The incidence of acute pulmonary embolism following syncope in anticoagulant-naïve patients: A retrospective cohort study.
PLoS One, 2018. 13(3): e0193725.
Epstein D, Berger G, Barda N, Marcusohn E, Barak-Corren Y, Muhsen K, Balicer R, Azzam Z.
Background: A recently published, large prospective study showed unexpectedly high prevalence of acute pulmonary embolism (APE) among patients hospitalized for syncope. In such a case, a high incidence of recurrent pulmonary embolism is expected among patients who were discharged without APE workup
Objectives: To determine the incidence of symptomatic APE among patients hospitalized for a first episode of syncope and discharged without APE workup or anticoagulation.
Methods: This retrospective cohort study included patients hospitalized at Rambam Health Care Campus between January 2006 and February 2017 with a primary admission diagnosis of syncope, who were not investigated for APE and were not taking anticoagulants. The patients were followed up for up to three years after discharge. The occurrence of venous thromboembolism (VTE) during the follow-up period was documented.

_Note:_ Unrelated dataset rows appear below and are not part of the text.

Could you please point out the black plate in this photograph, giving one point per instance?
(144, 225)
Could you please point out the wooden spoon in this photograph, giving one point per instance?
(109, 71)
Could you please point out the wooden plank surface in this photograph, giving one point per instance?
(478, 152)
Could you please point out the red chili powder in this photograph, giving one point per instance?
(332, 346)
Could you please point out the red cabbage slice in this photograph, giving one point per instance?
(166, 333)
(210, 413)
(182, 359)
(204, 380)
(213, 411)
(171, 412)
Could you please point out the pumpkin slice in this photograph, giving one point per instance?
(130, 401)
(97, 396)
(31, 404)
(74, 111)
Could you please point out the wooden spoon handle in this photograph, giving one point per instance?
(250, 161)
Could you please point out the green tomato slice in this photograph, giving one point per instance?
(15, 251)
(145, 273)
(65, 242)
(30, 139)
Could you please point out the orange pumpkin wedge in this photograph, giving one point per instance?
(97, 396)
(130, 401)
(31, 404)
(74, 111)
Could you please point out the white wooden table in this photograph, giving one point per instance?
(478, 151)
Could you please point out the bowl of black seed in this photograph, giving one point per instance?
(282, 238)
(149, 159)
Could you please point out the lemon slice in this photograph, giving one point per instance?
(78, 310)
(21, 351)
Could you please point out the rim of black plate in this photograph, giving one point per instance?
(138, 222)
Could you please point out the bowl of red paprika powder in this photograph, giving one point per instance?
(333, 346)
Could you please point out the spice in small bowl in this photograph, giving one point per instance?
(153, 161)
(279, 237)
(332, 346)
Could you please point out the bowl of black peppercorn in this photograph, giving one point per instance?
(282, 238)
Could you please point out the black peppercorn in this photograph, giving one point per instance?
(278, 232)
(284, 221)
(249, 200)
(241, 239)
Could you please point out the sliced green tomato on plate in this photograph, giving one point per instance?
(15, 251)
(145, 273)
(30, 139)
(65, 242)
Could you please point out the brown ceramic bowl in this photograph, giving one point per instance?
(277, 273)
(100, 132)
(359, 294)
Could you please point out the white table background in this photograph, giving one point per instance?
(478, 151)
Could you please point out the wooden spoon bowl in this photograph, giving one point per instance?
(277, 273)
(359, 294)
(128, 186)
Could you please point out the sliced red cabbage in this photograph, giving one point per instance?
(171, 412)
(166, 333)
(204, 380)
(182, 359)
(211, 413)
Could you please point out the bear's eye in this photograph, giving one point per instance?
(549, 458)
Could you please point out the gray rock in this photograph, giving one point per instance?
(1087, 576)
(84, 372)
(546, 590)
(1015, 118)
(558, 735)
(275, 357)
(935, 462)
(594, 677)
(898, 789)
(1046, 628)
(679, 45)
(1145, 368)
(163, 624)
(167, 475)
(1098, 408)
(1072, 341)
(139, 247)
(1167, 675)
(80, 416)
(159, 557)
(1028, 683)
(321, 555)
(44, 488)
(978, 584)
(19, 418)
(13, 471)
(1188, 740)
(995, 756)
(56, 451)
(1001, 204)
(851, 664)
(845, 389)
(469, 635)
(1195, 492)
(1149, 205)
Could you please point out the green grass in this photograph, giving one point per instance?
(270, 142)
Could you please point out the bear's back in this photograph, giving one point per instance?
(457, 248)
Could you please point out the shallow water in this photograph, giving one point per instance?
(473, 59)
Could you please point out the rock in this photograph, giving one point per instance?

Results: The median follow-up duration was 33 months. 1,126 subjects completed a three-year follow-up. During this period, 38 patients (3.38%) developed VTE, 17 (1.51%) of them had APE. The cumulative incidence of VTE and APE was 1.9% (95% CI 1.3%-2.5%) and 0.9% (95% CI 0.4%-1.3%) respectively. Only seven subjects developed APE during the first year of follow-up. The median times from the event of syncope to the development of APE and VTE were 18 and 19 months respectively.
Conclusions: The cumulative incidence of VTE during a three-year follow-up period after an episode of syncope is low. In the absence of clinical suspicion, a routine diagnostic workup for APE in patients with syncope cannot be recommended.